Взгляд пилигрима скользил по тьме в поисках хоть какой-то точки опоры. И не находил. Ни стен, ни потолка, ни земли под ногами. Но при этом, когда он с любопытством вытянул вперед руку, то смог рассмотреть её ясно как днем. Молодой мужчина в сером паломническом плаще нерушимо висел в черной пустоте, попирая её подошвами ботфорт. Они остались наедине — безразмерная Темнота и спустившийся к ней Человек. Но Она была отнюдь не так пуста, как это могло показаться в первые секунды.

— Хрум-хрум-хрум… — донеслось издали. Рядом с человеком пробежал, исчезая в темноте большой лоснящийся крот.



— Еда пришла! — его ускользающий низенький недовольный голосок пробудил к пришельцу посторонний интерес.

— Хрум-хрум-хрум, — слева от паломника возникла большая собака. Не выскочила из темноты, как можно было бы предположить, а именно возникла. Будто нарисованная небрежным мазком кисти. В два приёма — сперва общий силуэт и хитро косящий глаз, пополам с небрежно висящей на несуществующем скелете шерстью. Потом все остальное. Пудель просто невероятных размеров, способный потягаться мощью сложения с медведем, улёгся на брюхо, небрежно вытянув вперёд лапы. Внимания на человека он не обращал. Пудель был занят. Ожесточённо глодал чью-то руку. При виде его зубов сразу становилось ясно, что делал пес это скорее для эффекта или желания растянуть удовольствие — в противном случае конечность давно превратилась бы в порошок. Кто-то осторожно дернул паломника за штанину. Опустив голову, он увидел рядом с собой крохотного котенка, стоящего на задних лапках. Умильного черного котенка с белой грудкой и рыжими лапками.
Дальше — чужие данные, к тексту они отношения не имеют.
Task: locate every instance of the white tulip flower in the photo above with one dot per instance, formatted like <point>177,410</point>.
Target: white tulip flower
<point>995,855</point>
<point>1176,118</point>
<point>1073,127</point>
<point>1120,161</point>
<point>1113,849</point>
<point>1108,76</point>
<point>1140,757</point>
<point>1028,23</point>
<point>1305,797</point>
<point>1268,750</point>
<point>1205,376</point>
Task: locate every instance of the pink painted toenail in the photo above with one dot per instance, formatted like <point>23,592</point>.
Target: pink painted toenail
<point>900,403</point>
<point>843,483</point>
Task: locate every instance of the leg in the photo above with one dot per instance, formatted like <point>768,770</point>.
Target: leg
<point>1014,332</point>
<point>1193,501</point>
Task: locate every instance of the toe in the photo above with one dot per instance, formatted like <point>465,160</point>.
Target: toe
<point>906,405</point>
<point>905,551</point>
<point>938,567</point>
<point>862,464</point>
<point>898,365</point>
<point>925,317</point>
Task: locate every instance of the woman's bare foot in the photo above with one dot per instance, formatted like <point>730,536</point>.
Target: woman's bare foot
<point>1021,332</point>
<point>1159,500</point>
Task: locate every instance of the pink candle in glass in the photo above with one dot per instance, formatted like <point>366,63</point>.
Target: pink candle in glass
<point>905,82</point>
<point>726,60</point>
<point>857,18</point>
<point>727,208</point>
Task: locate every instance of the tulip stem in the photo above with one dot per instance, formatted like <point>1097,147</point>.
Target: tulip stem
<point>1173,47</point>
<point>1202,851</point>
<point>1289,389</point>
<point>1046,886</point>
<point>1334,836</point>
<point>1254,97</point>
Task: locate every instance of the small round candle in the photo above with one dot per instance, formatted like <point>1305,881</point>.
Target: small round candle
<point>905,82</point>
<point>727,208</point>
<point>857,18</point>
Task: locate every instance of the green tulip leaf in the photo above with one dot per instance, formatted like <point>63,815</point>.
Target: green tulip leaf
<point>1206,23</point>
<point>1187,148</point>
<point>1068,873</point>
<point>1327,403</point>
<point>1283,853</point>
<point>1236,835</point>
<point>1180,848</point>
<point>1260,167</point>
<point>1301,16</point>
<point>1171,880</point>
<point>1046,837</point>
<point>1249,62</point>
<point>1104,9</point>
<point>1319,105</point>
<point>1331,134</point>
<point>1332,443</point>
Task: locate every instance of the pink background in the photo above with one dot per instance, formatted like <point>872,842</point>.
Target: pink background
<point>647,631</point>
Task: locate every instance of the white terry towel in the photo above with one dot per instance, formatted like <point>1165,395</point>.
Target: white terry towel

— Мяу? — спросил котенок, исключительно доброжелательным голосом: — Как тебя зовут?

— Инкогнито, — глубокомысленно представился паломник, у которого оказался очень странный голос. Бархатисто-грубый. Котенок склонил голову на бок, шевельнув ушком, точно сгоняя бабочку. И улыбнулся, совершенно по человечески растягивая губы:

— Играться вздумал, кормежка? — после чего мяукнул в темноту. — Чур, мне бедрышко!

Темнота ответила какофонией звуков. Кто-то издевательски захохотал, зазвучало раздражая ухо пиликанье расстроенной скрипки, отчаянно зарыдала женщина. Некий голос с усталым раздражением принялся доказывать сам себе и окружающим:

— Идиоты, какие же все вокруг идиоты! Не понимать такой простой вещи! Это смешно!

И снова взрыв хохота, сливающегося воедино из десятка спорящих друг с другом, перекрикивающих голосов, среди которых отчетливо проступала одна диковато звучащая фраза. 'Жратва пришла'.

Услышав позади скрип человек, обернувшись, проводил взглядом укатившееся прочь деревянное колесо, в которое небрежно превратился вход в туннель. Возле правой ноги уселся, печально уронив лицо в тяжелые ладони, карлик в растрепанном шутовском трико. Он бубнил какие-то цифры, вел некие расчеты, бормотал что-то про неустойки и надбавки.

— Давайте обойдемся без устрашения и преступим к делу, — с уверенным превосходством предложил нисколечко не удивленный творящимся вокруг безумием человек. — Я знаю кто вы и на что вы способны. Я здесь по делу.

Его ответ вызвал необычайное издевательски преувеличенное оживление. Образы замелькали, наполняя темноту, отличаясь своей несуразностью, а подчас оскорбительной похабностью или даже странностью.

— Жрать! Дайте же еды! Ну, сколько можно голодать! — неслось из темноты на разный лад.